Trois solutions sont possibles, et nous n’en voyons pas d’autres, la première étant qu’ils se garent dans une cour de l’abbaye. Mais cette hypothèse ne tient pas une seconde : il est impossible de mettre un parking dans la cour du cloître (du moins on l’espère), pas davantage dans la cour du puits transformée en hall d’hôtel. Sera-ce alors dans la cour d’honneur ? On ose, là encore, espérer que non (celle-ci serait d’ailleurs trop petite). On voit que cette première idée doit a priori être abandonnée.
Deuxième possibilité : un parking souterrain sous l’abbaye. Mais on imagine mal, à un endroit si riche en vestiges archéologique qui forme - c’est la mairie qui le rappelle - le cœur d’Arras, qu’on puisse imaginer de creuser sous l’abbaye, en plus de la création du spa… L’hypothèse est envisageable, mais elle déclencherait d’autres levées de boucliers patrimoniales, et nous ne serions pas les derniers à le faire.

Reste la troisième option, qui sera sans doute retenue : un parking à proximité de l’hôtel.

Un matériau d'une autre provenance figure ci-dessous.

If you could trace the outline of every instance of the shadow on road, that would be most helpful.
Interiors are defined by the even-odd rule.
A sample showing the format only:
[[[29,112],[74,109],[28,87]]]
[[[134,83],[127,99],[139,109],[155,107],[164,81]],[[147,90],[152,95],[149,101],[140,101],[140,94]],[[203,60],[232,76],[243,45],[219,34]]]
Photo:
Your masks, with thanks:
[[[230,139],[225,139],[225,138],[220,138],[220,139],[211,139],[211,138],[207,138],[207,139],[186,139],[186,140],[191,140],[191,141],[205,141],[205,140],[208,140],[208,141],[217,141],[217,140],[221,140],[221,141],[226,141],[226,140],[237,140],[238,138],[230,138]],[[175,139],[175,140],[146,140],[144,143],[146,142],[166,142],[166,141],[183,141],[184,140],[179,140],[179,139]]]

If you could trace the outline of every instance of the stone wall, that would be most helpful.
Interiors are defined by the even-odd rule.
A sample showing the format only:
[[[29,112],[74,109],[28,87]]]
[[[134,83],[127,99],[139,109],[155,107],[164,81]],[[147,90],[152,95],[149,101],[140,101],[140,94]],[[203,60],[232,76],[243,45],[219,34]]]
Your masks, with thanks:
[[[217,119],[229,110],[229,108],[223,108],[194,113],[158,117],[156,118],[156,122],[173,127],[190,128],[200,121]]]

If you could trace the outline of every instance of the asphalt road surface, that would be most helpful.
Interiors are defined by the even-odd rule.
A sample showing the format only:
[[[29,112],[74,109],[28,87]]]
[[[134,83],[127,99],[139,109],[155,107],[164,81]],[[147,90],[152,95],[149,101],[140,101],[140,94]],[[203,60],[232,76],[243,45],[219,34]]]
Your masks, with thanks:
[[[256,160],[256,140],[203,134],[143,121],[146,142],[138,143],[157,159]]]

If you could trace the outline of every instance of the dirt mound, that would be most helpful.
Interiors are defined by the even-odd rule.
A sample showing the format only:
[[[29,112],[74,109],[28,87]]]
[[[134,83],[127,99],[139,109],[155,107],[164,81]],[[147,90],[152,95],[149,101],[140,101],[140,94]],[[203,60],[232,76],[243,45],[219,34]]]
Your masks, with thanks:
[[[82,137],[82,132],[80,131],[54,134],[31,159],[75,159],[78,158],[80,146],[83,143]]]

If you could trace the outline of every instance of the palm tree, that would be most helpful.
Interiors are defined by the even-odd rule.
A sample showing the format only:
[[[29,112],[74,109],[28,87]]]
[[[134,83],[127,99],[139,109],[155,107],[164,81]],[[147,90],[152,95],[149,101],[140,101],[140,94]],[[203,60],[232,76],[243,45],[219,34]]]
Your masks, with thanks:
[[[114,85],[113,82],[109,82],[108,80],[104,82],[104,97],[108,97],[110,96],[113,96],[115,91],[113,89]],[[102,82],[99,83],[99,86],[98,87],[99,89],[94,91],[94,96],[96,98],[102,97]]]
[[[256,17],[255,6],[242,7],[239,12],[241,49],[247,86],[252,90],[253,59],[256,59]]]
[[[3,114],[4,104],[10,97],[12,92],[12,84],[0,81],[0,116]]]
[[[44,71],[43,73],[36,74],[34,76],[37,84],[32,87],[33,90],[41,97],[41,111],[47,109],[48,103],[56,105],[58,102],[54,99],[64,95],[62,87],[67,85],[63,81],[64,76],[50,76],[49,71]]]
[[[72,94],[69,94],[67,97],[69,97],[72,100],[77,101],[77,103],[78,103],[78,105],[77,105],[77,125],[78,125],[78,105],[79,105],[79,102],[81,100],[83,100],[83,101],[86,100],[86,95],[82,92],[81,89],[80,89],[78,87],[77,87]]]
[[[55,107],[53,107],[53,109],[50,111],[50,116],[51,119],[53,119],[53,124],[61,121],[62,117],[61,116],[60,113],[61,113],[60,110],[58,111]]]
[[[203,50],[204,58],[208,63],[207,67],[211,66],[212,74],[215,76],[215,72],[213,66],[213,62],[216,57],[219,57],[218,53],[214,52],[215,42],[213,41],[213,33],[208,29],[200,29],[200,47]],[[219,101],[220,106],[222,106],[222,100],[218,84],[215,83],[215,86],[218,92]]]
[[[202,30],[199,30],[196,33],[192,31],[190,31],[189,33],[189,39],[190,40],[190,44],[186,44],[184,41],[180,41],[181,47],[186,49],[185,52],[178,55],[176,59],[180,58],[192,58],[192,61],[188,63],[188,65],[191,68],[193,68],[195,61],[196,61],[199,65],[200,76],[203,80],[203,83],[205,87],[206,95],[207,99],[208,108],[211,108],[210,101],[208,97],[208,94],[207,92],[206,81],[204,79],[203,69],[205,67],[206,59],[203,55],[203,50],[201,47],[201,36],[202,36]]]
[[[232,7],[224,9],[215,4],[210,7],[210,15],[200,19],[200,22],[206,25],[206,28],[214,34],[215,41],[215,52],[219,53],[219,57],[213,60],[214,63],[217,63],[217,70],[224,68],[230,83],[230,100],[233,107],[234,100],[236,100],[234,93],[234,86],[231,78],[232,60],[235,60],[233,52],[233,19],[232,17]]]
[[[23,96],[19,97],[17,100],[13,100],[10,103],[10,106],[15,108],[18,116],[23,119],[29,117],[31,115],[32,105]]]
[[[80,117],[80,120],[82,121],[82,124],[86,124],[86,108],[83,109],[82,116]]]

Mais cela n’est pas si facile non plus car il n’y a aucun lieu disponible… sauf le parking Saint-Vaast, qui se trouve juste à droite de la cour d’honneur (à l’est donc). Celui-ci, qui est un parking public, fait 110 places. Une telle annexion ne devrait pas ravir les Arrageois qui utilisent abondamment ce parking, notamment pour se garer les jours de marché, comme les visiteurs du musée et de la médiathèque qui se verront ainsi sacrifiés au profit des clients de l’hôtel. Sans compter que cette capacité risque d’être encore insuffisante pour un établissement qui devrait également abriter des séminaires et un restaurant. On peut craindre alors qu’on ne cherche encore à l’étendre.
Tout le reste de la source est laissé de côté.